Gauge Singlet Scalars as Cold Dark Matter
John McDonald
TL;DR
This paper analyzes a minimal Standard Model extension that adds gauge-singlet scalars interacting through a Higgs-portal coupling $\lambda_S S^{\dagger}S H^{\dagger}H$ as a cold dark matter candidate. It computes the thermal relic density $\Omega_{S} h^{2}$ across $(m_S, \lambda_S)$ using the Lee–Weinberg framework and enumerates annihilation channels to $hh$, $WW$, $ZZ$, and fermions, highlighting how the relic density scales with the number of singlets.
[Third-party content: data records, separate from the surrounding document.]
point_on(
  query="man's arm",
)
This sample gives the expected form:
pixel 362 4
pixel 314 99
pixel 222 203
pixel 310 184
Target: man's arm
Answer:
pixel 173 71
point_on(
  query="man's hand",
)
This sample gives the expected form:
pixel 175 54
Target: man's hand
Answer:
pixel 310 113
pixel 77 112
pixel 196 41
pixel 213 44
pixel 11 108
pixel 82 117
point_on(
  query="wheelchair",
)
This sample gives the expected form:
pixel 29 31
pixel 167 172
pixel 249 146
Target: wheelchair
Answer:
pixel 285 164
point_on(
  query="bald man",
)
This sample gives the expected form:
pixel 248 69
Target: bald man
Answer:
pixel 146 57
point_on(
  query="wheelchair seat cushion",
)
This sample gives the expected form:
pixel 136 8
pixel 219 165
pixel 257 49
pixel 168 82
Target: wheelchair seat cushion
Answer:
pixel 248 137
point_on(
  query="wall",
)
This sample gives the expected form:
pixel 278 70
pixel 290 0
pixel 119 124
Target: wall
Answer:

It then assesses direct detection via elastic scattering on Ge nuclei and indirect detection via neutrinos from the Sun and Earth, finding current bounds weakly constrain the thermal relic region, while next-generation detectors can probe substantial portions for $m_S \lesssim 50$ GeV and larger masses with adequate detector size. The results indicate that a future $10^4\ \mathrm{m}^2$ neutrino detector or a 1 km$^2$ observatory could significantly test or exclude the thermal relic SDM up to the TeV scale for favorable Higgs masses, making this Higgs-portal scenario a testable dark matter framework.
Abstract
In light of recent interest in minimal extensions of the Standard Model and gauge singlet scalar cold dark matter, we provide an arXiv preprint of the paper, published as Phys.Rev. D50 (1994) 3637, which presented the first detailed analysis of gauge singlet scalar cold dark matter.